Achilles, ou a elegância da morte anunciada
Nunca escrevi sobre canções neste espaço. Sempre associei o formato à fruição íntima e passageira, algo que se sente mas raramente se detém para ser desmontado. Mas de vez em quando surge uma exceção, uma canção que se impõe como texto, como narrativa plena, onde o tempo se dobra e os versos nos falam como personagens. Achilles (2025), dos Divine Comedy, é uma dessas raras canções.
Escrita e cantada por Neil Hannon, Achilles começa como uma elegia antiga. Um guerreiro contempla a morte de um amigo e promete vingança. Estamos em plena Ilíada, entre barcos queimados e deuses distraídos. Aquiles, Pátroclo, a cólera transformada em destino. A canção invoca esse universo mítico com sobriedade, sem grandiloquência, apenas sugerindo o peso trágico com versos contidos: “You slew my sweetest friend / His death will be avenged”. A música não se exalta — a orquestração embala. Como se dissesse: conhecemos este lamento há milhares de anos.
O que surpreende é o salto seguinte. A segunda estrofe transporta-nos para uma guerra moderna. Um soldado comum, coberto de lama, carrega no bolso A Shropshire Lad, de A.E. Housman, um livro que por si só já é uma ode à juventude perdida e à morte precoce. Encontramos ali não só a repetição da violência, mas também um eco de intimidade entre homens, entre guerras, como se a beleza precisasse de sobreviver, mesmo num campo de batalha. A canção parece sussurrar: a tragédia repete-se, mas nunca da mesma forma.
E então, como quem esvazia o cenário de guerra e o devolve à rua onde vivemos, Hannon canta:
“I saw a man this morning / He was turning fifty-three.”
Nesse momento, deixei de ouvir a canção como espectador. Vi-me ali. Com cinquenta e um anos, a ouvir aquela frase como um espelho. Não era Aquiles, nem um soldado anónimo. Era apenas um homem. Um homem que sabe que um dia será nada. Um homem que sabe que a sua única certeza é a fragilidade.
A última frase é o golpe final:
“Death is the Achilles heel.”
Em poucas palavras, Hannon transforma a metáfora mítica em realidade biológica. A vulnerabilidade de Aquiles já não é um ponto no calcanhar — é o destino de todos os vivos. Todos temos um ponto fraco, e esse ponto é o tempo.
A beleza desta canção está em tudo o que não diz. Nunca fala diretamente da velhice, da melancolia ou da perda. Mas tudo isso está lá, embebido na voz de Hannon, nos arranjos suaves, no refrão que volta sempre com a mesma pergunta:
“Was it so hard to die, Achilles? / So very hard to die?”
A morte, como fim físico, é talvez fácil. O difícil é aceitá-la como destino partilhado. O difícil é vê-la aproximar-se de nós com a leveza de uma canção pop.

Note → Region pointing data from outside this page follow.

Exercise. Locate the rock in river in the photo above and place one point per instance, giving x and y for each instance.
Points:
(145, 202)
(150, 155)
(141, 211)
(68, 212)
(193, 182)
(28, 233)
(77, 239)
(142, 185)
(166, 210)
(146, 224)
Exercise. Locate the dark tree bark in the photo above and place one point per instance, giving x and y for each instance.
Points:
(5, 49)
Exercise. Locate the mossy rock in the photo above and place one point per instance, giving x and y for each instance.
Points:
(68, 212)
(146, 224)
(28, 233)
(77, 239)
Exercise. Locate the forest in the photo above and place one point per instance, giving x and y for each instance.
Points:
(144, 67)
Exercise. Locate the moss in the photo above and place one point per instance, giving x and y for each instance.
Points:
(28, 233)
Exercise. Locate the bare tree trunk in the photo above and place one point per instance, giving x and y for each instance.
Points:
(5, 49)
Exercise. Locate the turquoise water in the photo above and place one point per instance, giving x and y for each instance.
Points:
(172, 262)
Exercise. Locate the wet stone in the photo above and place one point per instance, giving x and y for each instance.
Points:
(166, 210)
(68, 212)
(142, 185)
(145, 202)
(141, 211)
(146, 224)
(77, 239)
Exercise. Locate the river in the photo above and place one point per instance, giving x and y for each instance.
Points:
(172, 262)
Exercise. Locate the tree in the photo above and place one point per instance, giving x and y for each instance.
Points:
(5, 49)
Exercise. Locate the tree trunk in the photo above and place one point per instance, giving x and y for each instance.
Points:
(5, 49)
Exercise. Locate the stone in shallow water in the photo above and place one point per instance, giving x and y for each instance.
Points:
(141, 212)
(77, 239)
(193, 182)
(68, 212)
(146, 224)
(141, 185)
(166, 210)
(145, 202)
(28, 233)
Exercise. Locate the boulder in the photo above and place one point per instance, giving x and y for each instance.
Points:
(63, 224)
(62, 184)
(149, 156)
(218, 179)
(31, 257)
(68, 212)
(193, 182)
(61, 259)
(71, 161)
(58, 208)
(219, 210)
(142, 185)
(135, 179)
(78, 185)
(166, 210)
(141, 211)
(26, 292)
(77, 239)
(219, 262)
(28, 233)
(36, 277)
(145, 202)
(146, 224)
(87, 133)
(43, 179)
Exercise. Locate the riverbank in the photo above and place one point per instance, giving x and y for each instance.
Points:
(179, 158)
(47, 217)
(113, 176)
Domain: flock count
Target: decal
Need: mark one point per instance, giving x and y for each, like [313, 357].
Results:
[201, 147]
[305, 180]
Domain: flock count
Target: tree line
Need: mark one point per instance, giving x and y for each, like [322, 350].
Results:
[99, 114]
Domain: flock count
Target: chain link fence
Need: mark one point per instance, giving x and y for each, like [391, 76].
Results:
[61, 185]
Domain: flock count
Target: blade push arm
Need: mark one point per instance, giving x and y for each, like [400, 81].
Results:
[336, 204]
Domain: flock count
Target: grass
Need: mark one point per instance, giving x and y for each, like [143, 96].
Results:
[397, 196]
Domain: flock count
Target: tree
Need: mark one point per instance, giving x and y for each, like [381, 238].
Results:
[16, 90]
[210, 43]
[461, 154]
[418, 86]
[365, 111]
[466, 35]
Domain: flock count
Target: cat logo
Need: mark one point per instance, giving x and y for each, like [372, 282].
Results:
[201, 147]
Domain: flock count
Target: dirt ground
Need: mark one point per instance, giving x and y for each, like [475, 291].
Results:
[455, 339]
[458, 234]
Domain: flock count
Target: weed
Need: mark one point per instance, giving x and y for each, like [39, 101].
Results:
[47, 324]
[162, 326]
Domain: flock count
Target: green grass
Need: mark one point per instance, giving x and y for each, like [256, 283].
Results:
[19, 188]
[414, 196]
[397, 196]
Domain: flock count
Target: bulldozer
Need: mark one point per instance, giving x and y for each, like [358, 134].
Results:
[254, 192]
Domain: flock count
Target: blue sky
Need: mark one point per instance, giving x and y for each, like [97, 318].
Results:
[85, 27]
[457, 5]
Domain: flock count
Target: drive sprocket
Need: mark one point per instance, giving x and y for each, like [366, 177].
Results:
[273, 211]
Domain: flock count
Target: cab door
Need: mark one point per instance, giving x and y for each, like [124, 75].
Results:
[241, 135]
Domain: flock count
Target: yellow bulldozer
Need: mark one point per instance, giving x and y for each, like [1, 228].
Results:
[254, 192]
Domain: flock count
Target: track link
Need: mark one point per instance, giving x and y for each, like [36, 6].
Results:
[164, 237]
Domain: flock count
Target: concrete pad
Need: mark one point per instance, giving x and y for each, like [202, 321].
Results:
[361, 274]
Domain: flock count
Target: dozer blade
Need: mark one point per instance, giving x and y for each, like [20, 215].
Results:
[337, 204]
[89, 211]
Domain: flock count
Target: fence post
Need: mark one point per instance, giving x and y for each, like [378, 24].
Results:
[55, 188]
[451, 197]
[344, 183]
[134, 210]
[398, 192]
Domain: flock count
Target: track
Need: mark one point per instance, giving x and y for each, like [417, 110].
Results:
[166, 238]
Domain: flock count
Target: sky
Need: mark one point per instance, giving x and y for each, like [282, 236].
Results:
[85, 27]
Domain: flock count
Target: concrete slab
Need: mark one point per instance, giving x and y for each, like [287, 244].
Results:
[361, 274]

Talvez por isso Achilles seja, no fundo, um pequeno poema. Um poema que fala connosco por camadas — mito, história, presente, até nos tocar exatamente onde dói: na consciência daquilo que somos. E no pouco tempo que nos resta.
Nota: Este texto foi escrito em coautoria com um LLM, a partir de uma escuta íntima da canção "Achilles", dos Divine Comedy. A estrutura e leitura crítica emergem do meu olhar; a forma e polimento da escrita resultam de um processo de coescrita.